Replace #24822 and #25708 (although it has been merged)
## Background
In the past, Gitea supported issue searching with a keyword and
conditions in a less efficient way. It worked by searching for issues
with the keyword and obtaining limited IDs (as it is heavy to get all)
on the indexer (bleve/elasticsearch/meilisearch), and then querying with
conditions on the database to find a subset of the found IDs.
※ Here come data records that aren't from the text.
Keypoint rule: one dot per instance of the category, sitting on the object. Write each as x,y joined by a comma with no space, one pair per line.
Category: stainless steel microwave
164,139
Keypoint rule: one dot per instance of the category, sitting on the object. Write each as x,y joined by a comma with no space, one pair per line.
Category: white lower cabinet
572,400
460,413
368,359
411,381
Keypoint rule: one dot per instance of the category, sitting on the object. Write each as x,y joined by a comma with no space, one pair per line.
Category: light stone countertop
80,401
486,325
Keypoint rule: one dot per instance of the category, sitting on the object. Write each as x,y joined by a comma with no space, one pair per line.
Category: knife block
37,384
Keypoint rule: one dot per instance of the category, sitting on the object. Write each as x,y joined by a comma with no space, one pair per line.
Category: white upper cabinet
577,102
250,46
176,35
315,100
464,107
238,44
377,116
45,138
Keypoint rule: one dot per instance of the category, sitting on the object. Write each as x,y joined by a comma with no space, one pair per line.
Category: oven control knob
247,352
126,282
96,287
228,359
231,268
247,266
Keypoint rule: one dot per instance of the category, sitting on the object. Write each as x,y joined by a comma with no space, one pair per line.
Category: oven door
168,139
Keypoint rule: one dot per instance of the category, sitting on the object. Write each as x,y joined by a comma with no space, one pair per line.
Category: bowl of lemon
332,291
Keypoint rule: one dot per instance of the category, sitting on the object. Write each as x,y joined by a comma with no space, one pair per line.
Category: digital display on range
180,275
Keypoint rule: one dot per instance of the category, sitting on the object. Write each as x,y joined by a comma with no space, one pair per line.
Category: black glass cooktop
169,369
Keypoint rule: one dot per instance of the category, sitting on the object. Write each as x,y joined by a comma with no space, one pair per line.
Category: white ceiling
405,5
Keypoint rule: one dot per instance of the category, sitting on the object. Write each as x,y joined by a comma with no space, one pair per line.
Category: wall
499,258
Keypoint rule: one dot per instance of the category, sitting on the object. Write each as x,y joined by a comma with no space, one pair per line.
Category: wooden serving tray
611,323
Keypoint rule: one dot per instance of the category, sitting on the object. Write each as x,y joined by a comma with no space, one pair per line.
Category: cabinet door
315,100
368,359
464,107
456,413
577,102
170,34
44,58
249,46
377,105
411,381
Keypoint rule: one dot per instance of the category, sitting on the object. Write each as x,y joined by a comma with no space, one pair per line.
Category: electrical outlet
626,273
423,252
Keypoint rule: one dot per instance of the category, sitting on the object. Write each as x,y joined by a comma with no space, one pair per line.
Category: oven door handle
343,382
This is
why the results could be incomplete.
To solve this issue, we need to store all fields that could be used as
conditions in the indexer and support both keyword and additional
conditions when searching with the indexer.
## Major changes
- Redefine `IndexerData` to include all fields that could be used as
filter conditions.
- Refactor `Search(ctx context.Context, kw string, repoIDs []int64,
limit, start int, state string)` to `Search(ctx context.Context, options
*SearchOptions)`, so it supports more conditions now.
- Change the data type stored in `issueIndexerQueue`. Use
`IndexerMetadata` instead of `IndexerData` in case the data has been
updated while it is in the queue. This also reduces the storage size of
the queue.
- Enhance searching with Bleve/Elasticsearch/Meilisearch, make them
fully support `SearchOptions`. Also, update the data versions.
- Keep most logic of database indexer, but remove
`issues.SearchIssueIDsByKeyword` in `models` to avoid confusion where is
the entry point to search issues.
- Start a Meilisearch instance to test it in unit tests.
- Add unit tests with almost full coverage to test
Bleve/Elasticsearch/Meilisearch indexer.